Stable spatiotemporal spinning solitons in a bimodal cubic-quintic medium.

Abstract

We investigate the formation of stable spatiotemporal three-dimensional (3D) solitons ("light bullets") with internal vorticity ("spin") in a bimodal system described by coupled cubic-quintic nonlinear Schrödinger equations. Two relevant versions of the model, for the linear and circular polarizations, are considered. In the former case, an important ingredient of the model are four-wave-mixing terms, which give rise to a phase-sensitive nonlinear coupling between two polarization components. Thresholds for the formation of both spinning and nonspinning 3D solitons are found. Instability growth rates of perturbation eigenmodes with different azimuthal indices are calculated as functions of the solitons' propagation constant. As a result, stability domains in the model's parameter plane are identified for solitons with the values of the spins of their components s=0 and s=1, while all the solitons with s> or =2 are unstable. The solitons with s=1 are stable only if their energy exceeds a certain critical value, so that, in typical cases, the stability region occupies approximately 25% of their existence domain.

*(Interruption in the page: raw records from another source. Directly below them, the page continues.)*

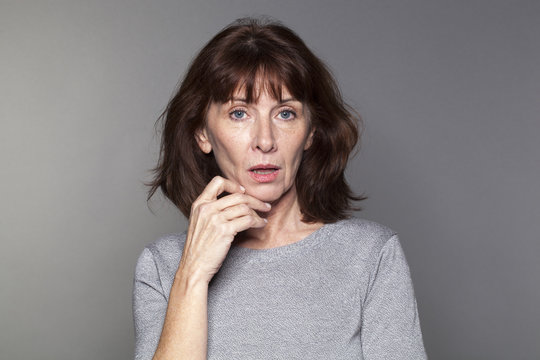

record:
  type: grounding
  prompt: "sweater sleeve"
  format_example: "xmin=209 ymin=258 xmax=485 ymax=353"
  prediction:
xmin=360 ymin=234 xmax=427 ymax=359
xmin=133 ymin=247 xmax=168 ymax=360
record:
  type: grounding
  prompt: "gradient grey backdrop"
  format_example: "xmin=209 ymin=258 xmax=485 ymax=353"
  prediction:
xmin=1 ymin=1 xmax=539 ymax=359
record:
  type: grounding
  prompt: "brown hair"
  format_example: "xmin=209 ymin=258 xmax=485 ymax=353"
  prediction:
xmin=147 ymin=17 xmax=365 ymax=222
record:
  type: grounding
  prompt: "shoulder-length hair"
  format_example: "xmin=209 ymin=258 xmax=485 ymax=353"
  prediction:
xmin=147 ymin=17 xmax=365 ymax=223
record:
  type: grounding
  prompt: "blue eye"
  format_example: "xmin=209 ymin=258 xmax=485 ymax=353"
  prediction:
xmin=278 ymin=110 xmax=295 ymax=120
xmin=230 ymin=109 xmax=246 ymax=120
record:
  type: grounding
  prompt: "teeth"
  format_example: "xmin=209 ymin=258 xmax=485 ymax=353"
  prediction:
xmin=252 ymin=169 xmax=276 ymax=174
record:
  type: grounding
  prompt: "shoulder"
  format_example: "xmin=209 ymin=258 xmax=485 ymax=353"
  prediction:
xmin=329 ymin=217 xmax=396 ymax=246
xmin=135 ymin=232 xmax=187 ymax=278
xmin=147 ymin=232 xmax=187 ymax=259
xmin=326 ymin=217 xmax=399 ymax=260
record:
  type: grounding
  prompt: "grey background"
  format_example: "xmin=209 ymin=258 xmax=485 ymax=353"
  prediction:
xmin=1 ymin=0 xmax=539 ymax=359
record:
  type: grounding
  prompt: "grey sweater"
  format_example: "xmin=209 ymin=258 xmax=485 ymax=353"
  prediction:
xmin=133 ymin=217 xmax=427 ymax=359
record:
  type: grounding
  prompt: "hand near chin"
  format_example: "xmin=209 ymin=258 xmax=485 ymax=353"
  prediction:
xmin=178 ymin=176 xmax=271 ymax=284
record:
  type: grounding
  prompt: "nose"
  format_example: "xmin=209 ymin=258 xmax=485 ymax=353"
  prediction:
xmin=252 ymin=117 xmax=276 ymax=153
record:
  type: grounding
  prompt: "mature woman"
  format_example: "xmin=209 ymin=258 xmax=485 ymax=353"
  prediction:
xmin=133 ymin=18 xmax=427 ymax=359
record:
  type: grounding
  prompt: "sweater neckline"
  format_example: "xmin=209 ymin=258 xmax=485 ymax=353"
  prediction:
xmin=227 ymin=220 xmax=338 ymax=262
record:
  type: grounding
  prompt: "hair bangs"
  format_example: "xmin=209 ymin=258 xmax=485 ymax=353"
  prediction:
xmin=207 ymin=48 xmax=310 ymax=105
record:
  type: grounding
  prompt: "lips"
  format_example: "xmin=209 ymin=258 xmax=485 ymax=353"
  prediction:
xmin=249 ymin=164 xmax=280 ymax=172
xmin=248 ymin=164 xmax=281 ymax=183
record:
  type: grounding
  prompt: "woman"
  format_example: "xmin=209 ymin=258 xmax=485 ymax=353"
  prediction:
xmin=134 ymin=18 xmax=427 ymax=359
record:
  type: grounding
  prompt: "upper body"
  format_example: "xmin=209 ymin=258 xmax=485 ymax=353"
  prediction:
xmin=133 ymin=217 xmax=427 ymax=359
xmin=136 ymin=17 xmax=427 ymax=359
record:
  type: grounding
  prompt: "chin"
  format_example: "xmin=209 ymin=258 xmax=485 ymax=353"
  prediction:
xmin=245 ymin=184 xmax=292 ymax=203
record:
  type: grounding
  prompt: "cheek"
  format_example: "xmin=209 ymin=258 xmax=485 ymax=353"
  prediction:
xmin=292 ymin=132 xmax=311 ymax=159
xmin=283 ymin=137 xmax=310 ymax=176
xmin=211 ymin=135 xmax=246 ymax=167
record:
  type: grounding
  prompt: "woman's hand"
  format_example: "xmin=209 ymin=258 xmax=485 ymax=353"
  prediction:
xmin=177 ymin=176 xmax=270 ymax=285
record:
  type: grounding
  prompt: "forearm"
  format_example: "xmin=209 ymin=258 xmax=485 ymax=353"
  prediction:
xmin=153 ymin=268 xmax=209 ymax=360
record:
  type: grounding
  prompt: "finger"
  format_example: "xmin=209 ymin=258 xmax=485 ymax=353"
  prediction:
xmin=228 ymin=213 xmax=267 ymax=233
xmin=221 ymin=203 xmax=258 ymax=220
xmin=215 ymin=193 xmax=271 ymax=213
xmin=198 ymin=176 xmax=244 ymax=201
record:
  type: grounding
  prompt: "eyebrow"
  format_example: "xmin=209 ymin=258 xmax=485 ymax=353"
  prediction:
xmin=231 ymin=97 xmax=298 ymax=103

Direct simulations of the full system produce results that are in perfect agreement with the linear-stability analysis: stable 3D spinning solitons readily self-trap from initial Gaussian pulses with embedded vorticity, and easily heal themselves if strong perturbations are imposed, while unstable spinning solitons quickly split into a set of separating zero-spin fragments whose number is exactly equal to the azimuthal index of the strongest unstable perturbation eigenmode.